Five places Brandon likes in Islington
- Clerkenwell – I lived there for three months, slept rough in a tower block. The majority of tower blocks in London have massive doors on them and once you do get past them, a resident would almost certainly insult you, rat you out or kick you out of the building, you think you’re safe but not. It happened in Camden – I was there sleeping, felt a door bang and the council kicked me out.
- Market Road– just off Caledonian Road, I’ve spent a lot of time there, it’s stained in my memory, and I’ve had lots of good experiences in Market Road park waiting for a night shelter to open. I’ll chill out with people, look at the view, then 6 o’clock would come and you wouldn’t realise!

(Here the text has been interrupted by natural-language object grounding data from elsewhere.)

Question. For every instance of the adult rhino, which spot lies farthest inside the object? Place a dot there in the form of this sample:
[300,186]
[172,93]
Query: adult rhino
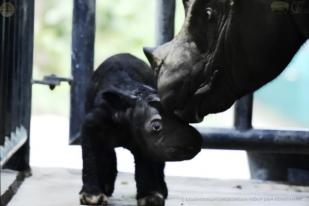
[225,50]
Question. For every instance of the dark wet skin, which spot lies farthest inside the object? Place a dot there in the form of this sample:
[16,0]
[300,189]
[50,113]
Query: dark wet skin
[225,50]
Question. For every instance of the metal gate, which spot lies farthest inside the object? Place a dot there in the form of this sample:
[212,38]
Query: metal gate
[16,44]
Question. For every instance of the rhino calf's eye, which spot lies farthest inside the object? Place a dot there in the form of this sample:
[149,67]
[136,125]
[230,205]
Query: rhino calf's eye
[156,126]
[209,12]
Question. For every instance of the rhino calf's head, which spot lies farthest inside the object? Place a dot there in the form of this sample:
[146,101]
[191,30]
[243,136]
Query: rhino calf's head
[161,135]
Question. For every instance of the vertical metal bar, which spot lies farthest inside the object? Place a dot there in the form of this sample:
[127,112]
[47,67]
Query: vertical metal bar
[165,21]
[2,78]
[83,35]
[243,113]
[20,160]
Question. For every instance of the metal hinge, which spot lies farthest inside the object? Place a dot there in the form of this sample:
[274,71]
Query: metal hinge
[52,81]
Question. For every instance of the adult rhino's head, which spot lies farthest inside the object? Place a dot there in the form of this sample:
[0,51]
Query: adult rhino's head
[225,49]
[161,135]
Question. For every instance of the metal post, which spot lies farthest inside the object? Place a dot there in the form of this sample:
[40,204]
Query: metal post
[165,21]
[83,34]
[19,44]
[243,113]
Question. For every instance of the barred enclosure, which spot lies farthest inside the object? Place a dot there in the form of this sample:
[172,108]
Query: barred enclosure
[17,18]
[286,148]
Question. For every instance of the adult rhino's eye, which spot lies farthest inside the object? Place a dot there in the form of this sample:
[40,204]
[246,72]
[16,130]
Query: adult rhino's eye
[210,13]
[156,126]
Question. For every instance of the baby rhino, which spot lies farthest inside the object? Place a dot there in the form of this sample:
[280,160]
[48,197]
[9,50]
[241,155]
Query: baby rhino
[123,110]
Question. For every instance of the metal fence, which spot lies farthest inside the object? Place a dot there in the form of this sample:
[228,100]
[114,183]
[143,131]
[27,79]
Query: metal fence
[16,44]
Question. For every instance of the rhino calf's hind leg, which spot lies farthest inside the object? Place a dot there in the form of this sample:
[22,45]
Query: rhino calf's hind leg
[107,170]
[149,176]
[91,193]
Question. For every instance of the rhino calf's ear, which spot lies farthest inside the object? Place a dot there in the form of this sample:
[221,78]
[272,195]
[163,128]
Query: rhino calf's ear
[148,51]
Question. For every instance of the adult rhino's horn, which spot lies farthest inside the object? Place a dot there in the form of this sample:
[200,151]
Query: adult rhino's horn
[148,51]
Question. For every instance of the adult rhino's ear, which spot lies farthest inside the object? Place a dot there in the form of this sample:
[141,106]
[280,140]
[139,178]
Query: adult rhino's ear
[153,99]
[116,97]
[148,51]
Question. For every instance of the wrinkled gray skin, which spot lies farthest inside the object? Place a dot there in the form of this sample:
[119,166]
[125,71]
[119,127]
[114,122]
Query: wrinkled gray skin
[225,49]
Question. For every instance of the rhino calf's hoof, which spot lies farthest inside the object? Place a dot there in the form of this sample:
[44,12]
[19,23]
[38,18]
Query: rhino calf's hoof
[88,199]
[155,199]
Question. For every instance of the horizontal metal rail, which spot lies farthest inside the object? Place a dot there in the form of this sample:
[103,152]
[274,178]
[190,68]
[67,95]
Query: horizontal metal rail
[276,141]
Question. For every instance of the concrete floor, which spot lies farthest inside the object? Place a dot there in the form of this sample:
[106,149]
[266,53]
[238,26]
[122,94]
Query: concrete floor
[60,187]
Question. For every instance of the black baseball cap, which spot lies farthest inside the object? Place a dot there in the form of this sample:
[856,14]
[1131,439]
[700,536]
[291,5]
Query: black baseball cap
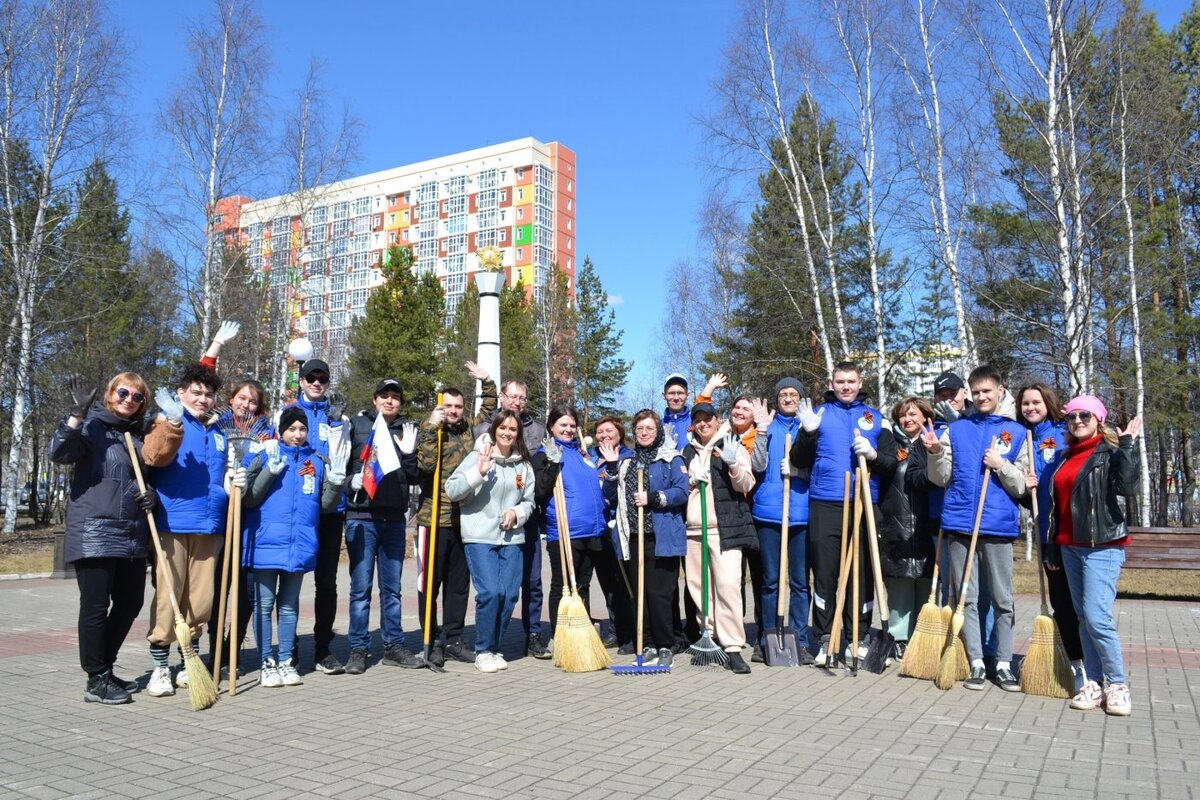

- Finsbury Park– I grew up here, it’s where my journey into life started. I found my first crew in Finsbury Park.
- Archway– I’ve a strange attraction to Archway, maybe because it’s in between downtown and uptown. It’s really high up, and I love scenery. It’s a nice place to go and look at the view. It’s a power thing as well – when you’re looking down at the city, you feel really powerful. I feel like a hero, like I’ve got some responsibilities. I want to be a fireman someday.
- Angel– it’s the epi-centre. You can get anywhere from Angel. It sounds nice, it’s just the place. When I’m in Angel, I know I’m near somewhere. I’m close to home.
The majority of tower blocks in London have massive doors on them and once you do get past them, a resident would almost certainly insult you, rat you out or kick you out of the building, you think you’re safe but not.